Oknum tersebut telah dibebastugaskan dari jabatannya sebelum proses pemecatan tidak hormat diajukan ke Badan Kepegawaian Negara (BKN). Tindakan cepat ini dilakukan setelah Wali Kota Bekasi, Tri Adhianto melakukan inspeksi mendadak (sidak) ke sekolah tersebut pada Senin (2/3/2026).
Sidak Dilakukan Usai Muncul Laporan
Sidak yang dilakukan oleh Wali Kota Bekasi dilakukan setelah menerima laporan mengenai dugaan tindakan tidak senonoh terhadap siswi. Menurut informasi yang diterima, oknum TU diduga mengirimkan konten video tidak senonoh serta melakukan tindakan lain yang tidak pantas kepada siswa.
Pada saat sidak berlangsung, Pemkot Bekasi memastikan bahwa oknum tersebut sudah tidak lagi menjalankan tugasnya sebagai TU di sekolah tersebut. “Saat sidak berlangsung, bahwa oknum yang bersangkutan telah dibebastugaskan oleh Dinas Pendidikan (Disdik), proses pengajuan pemecatan secara tidak hormat pun tengah diajukan kepada Badan Kepegawaian Negara (BKN) sesuai ketentuan yang berlaku,” ujar Tri dalam keterangannya, Senin.

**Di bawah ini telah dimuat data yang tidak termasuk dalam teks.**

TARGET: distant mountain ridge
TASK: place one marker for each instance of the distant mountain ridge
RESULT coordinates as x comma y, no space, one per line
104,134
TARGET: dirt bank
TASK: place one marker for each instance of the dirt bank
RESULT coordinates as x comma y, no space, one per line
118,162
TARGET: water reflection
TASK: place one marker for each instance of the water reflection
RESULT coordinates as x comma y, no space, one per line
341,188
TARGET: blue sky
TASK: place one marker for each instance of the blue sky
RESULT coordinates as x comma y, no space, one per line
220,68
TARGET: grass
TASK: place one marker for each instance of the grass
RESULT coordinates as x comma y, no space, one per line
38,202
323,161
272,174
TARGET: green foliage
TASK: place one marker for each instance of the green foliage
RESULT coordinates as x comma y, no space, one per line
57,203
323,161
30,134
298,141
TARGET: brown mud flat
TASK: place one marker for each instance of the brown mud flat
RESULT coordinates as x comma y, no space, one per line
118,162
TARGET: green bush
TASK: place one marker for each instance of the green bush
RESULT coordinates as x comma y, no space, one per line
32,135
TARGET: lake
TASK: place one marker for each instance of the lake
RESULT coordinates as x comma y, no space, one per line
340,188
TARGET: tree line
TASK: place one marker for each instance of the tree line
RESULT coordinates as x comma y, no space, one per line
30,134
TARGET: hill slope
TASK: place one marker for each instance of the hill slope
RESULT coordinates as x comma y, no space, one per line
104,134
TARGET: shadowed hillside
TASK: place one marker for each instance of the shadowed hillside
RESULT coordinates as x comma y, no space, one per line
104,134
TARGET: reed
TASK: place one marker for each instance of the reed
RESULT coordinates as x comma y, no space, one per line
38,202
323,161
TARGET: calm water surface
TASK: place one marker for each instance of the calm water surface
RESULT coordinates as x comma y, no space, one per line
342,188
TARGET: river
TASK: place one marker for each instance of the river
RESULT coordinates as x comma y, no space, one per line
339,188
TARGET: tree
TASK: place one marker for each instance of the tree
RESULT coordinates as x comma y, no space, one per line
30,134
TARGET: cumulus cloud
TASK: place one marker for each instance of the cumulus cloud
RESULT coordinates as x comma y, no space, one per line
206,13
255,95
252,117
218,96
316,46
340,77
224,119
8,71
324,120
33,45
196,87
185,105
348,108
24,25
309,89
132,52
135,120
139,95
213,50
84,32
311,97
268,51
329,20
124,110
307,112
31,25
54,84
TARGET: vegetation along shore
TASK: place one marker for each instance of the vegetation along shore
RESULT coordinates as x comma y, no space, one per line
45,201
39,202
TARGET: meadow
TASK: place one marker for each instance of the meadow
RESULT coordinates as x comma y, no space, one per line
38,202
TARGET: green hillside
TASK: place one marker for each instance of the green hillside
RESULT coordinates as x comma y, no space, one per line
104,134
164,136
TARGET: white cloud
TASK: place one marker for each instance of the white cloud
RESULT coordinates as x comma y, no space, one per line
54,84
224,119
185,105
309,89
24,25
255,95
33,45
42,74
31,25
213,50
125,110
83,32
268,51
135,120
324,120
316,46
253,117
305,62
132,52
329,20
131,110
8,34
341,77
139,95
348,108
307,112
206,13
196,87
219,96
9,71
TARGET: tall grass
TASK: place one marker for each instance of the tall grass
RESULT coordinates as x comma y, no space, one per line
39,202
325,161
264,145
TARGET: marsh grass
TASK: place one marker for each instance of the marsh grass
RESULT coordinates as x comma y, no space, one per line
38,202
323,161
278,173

Pemkot Bekasi Tegaskan Tidak Ada Toleransi
Tri Adhianto menegaskan bahwa tidak ada ruang bagi perilaku menyimpang di lingkungan pendidikan, terlebih jika menyasar peserta didik. Menurutnya, tindakan tersebut merupakan pelanggaran berat yang mencoreng dunia pendidikan sekaligus mengkhianati kepercayaan masyarakat.
“Saya tegaskan, tidak ada toleransi bagi siapapun yang mencederai dunia pendidikan, apalagi sampai melakukan tindakan tidak senonoh terhadap siswa. Ini pelanggaran berat dan harus diproses tegas,” ujar Tri.
Ia juga mengingatkan seluruh aparatur, guru, dan tenaga kependidikan untuk menjaga integritas serta profesionalisme dalam menjalankan tugas. Tri menilai pendidikan bukan sekadar aktivitas administratif, tetapi juga tanggung jawab moral dalam membentuk masa depan generasi muda.
Pemecatan Diajukan ke BKN
Tri memastikan Pemerintah Kota Bekasi akan mengawal proses hukum maupun administrasi hingga tuntas. Selain itu, ia meminta penguatan pengawasan internal di setiap satuan pendidikan guna mencegah kejadian serupa terulang.
“Sekolah adalah tempat membangun karakter dan masa depan anak-anak kita. Jika ada yang menyalahgunakan jabatan, maka sanksinya harus tegas dan menjadi peringatan keras bagi yang lain,” imbuhnya.
Ia menambahkan, langkah pembebastugasan hingga pengajuan pemecatan tidak hormat menjadi bukti keseriusan Pemkot Bekasi menjaga marwah dunia pendidikan. “Langkah cepat pembebastugasan dan proses pemecatan ini menjadi sinyal bahwa Pemkot Bekasi serius menjaga marwah pendidikan serta memastikan lingkungan sekolah tetap aman, bersih, dan bermartabat bagi seluruh siswa,” pungkasnya.